Due to the scarcity of training data for extraction-based PQA, [6] use two popular pretraining objectives, masked language modelling and next sentence
prediction, to post-train the BERT encoder on both the general MRC dataset [3], SQuAD, and E-Commerce review datasets, such as Amazon Review [9] and Yelp datasets. In real-world applications, there will be many irrelevant reviews,
and the question may be unanswerable. To accomplish this, [8]] first uses IR approaches to extract top review snippets for each topic and then
creates an answerability classifier to detect unanswerable questions based on the
available reviews. The extraction-based PQA is then implemented using a span-based
QA model, specifically R-Net [13]. Furthermore, [14] created a subjectivity-aware QA model that conducts multi-task learning for extraction-based
PQA and subjectivity categorization. Experimental results suggest that introducing
subjectivity significantly improves performance.
The significance of fine-tuning pre-trained language models, particularly focusing
on BERT [15] and XLNet [16], for achieving cutting-edge performance in diverse natural language processing tasks
[17]. It highlights the limitations of BERT and introduces XLNet as a promising alternative,
showcasing its superiority in several NLP applications. The methodology section outlines
the baseline models provided by MRQA organizers, including BERT-base and BERT-large.

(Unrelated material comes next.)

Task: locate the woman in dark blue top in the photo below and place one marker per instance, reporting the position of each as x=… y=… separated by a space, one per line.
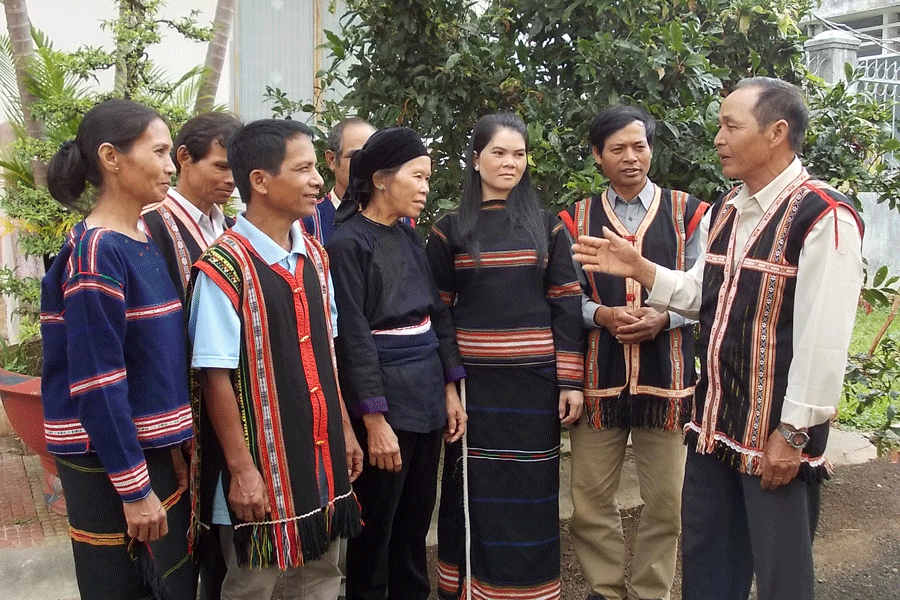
x=114 y=383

It introduces XLNet as a powerful alternative, explaining its architecture and pre-training
procedure using various datasets. The fine-tuning strategy is emphasized, highlighting
XLNet's effectiveness in achieving superior results across multiple tasks, including
QA. Attention-over-Attention (AoA) mechanism is discussed as an effective component
in extractive QA systems, known for its capability to learn the importance of distribution
over inputs.
TransTQA [18] utilizes the ALBERT [19] model configured with the Hugging face Transformer for question-answering tasks.

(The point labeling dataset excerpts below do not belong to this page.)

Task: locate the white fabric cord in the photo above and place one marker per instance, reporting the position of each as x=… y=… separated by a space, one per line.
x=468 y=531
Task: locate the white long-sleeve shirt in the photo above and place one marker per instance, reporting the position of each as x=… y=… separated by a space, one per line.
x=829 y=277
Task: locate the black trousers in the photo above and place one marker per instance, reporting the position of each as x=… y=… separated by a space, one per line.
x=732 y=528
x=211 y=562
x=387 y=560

It addresses the challenge of retrieving proper answers in non-factoid QA scenarios
by introducing a Siamese ALBERT network. This network employs a Siamese encoder to
generate contextualized representations of tokenized elements in input questions and
candidate answers, followed by a matching layer that computes the relevance between
question-and-answer embeddings. The system optimizes response selection through multiple
negative ranking losses during training. Transfer learning uses a three-step fine-tuning
procedure. First, the pre-trained ALBERT model is fine-tuned on a technical corpus
using a masked language modelling job. Second, a Siamese ALBERT fine-tunes with source
technical QA data. Lastly, the Siamese ALBERT further fine-tunes with target QA data.

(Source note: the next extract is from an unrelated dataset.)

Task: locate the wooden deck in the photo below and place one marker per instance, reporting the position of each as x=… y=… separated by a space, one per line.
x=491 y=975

This process enhances the system's performance by incorporating technical domain knowledge
and addressing data scarcity in emerging technical forums. TransTQA offers automatic
responses by leveraging siamese ALBERT, demonstrating quick and accurate question
answering. The adoption of transfer learning enhances the system's performance on
technical domain QA, showcasing its adaptability and effectiveness across different
datasets.
3. The Proposed Methodology and Framework
We are working on the extractive question answering the problem, which classically
suggests Given a product-related question q and a supporting document $d = \{t1$,
..., $tn\}$ $\mathrm{\in }$ D, which consists of one or more product reviews, the
goal is to discover a sequence of tokens (a text span) $a = \{ts$, ..., $te\}$ in
d that answers $q$ properly, where $1 \le s < n$, $1 \le e \le n$, and $s \le e$ [12]. To solve this problem, we propose our QA model and incorporate it into the user's
journey over e-commerce by proposing a framework, shown in Fig. 1. Thus, the user gets a flawless way to register their queries and get them resolved.
We scrape the data from the webpage by following the company's terms of use and scraping
policy using the script that leverages the DOM manipulation techniques to get our
model the data. We then feed this data to our model along with the user's question
and answer it accordingly. In Fig. 2, model learning method has been shown.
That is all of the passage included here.